Über Jahrzehnte war der Energiewende-Diskurs geprägt von einem „das geht nicht.“ Wer – wie wir – vor 10 Jahren auf Konferenzen das Ziel formulierte, die komplette Energieerzeugung auf Erneuerbare Energien umstellen zu wollen, erntete höchstens ein müdes Lächeln. Heute geht es längst nicht mehr um das „ob“, sondern nur noch um das „wie“ und vor allem das „wann“. Die technischen Möglichkeiten sind da – ebenso wie ein gesellschaftlicher und branchenweiter Konsens, wohin die Reise gehen muss. Denn nicht nur der fortschreitende Klimawandel, auch die Energiekrise hat uns vor Augen geführt, wie problematisch die Abhängigkeit von fossilen Energien tatsächlich ist.

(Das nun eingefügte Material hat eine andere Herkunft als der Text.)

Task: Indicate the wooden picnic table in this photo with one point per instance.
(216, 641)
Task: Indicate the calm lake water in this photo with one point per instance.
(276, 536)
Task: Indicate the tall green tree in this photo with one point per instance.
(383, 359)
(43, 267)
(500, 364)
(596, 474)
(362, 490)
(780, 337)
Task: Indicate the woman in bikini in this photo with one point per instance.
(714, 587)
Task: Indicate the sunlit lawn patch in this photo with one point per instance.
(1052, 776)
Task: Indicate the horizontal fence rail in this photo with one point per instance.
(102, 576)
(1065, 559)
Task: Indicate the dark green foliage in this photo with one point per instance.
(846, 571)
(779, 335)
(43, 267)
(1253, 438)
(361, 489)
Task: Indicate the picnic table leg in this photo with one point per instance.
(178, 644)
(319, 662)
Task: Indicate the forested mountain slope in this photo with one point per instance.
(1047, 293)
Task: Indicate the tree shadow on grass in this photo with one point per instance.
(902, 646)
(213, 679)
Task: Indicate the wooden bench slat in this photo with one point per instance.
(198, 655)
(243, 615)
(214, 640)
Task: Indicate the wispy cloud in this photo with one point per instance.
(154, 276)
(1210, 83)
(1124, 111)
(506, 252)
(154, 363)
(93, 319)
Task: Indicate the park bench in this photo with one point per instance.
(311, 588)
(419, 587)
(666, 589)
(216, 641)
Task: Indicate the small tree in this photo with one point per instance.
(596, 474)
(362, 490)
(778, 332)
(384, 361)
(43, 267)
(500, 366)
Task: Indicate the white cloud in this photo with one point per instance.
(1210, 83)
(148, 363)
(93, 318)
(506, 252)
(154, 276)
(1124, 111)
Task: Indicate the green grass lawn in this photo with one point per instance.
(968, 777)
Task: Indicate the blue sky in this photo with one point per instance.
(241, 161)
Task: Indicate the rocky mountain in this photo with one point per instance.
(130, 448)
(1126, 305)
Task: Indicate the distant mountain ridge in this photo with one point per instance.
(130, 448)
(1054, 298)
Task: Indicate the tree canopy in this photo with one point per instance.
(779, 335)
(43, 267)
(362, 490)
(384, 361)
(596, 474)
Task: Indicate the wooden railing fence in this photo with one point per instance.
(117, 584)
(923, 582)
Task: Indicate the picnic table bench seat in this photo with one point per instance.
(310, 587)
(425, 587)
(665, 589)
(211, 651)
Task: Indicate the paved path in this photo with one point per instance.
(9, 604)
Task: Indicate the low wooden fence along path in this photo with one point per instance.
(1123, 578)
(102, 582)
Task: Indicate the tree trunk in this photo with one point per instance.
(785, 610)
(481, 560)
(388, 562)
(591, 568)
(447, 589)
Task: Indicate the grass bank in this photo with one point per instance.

Das Ziel ist klar: Ausschließlich kohlenstofffreie Quellen versorgen die morgige Gesellschaft mit sauberer, günstiger und größtenteils heimischer Energie. Der dominierende Energieträger ist Strom – eine All-Electric-Society, in der Stromausfälle genauso wenig vorkommen wie bei uns heute. Auch der sorgenfreie Konsum von Energie, der in den nächsten Jahren notgedrungen und preis- sowie klimabedingt eingeschränkt sein wird, ist wieder gesellschaftlich akzeptabel. Denn grüner Strom wird in großen Mengen und zu günstigen Preisen zur Verfügung stehen, so dass sich beim Anschalten der Klimaanlage, beim Einstieg ins Flugzeug oder beim Durchdrücken des Strompedals kein schlechtes Gewissen mehr einstellt. Schon 2040, vielleicht sogar früher könnte diese neue Energiewelt Wirklichkeit werden.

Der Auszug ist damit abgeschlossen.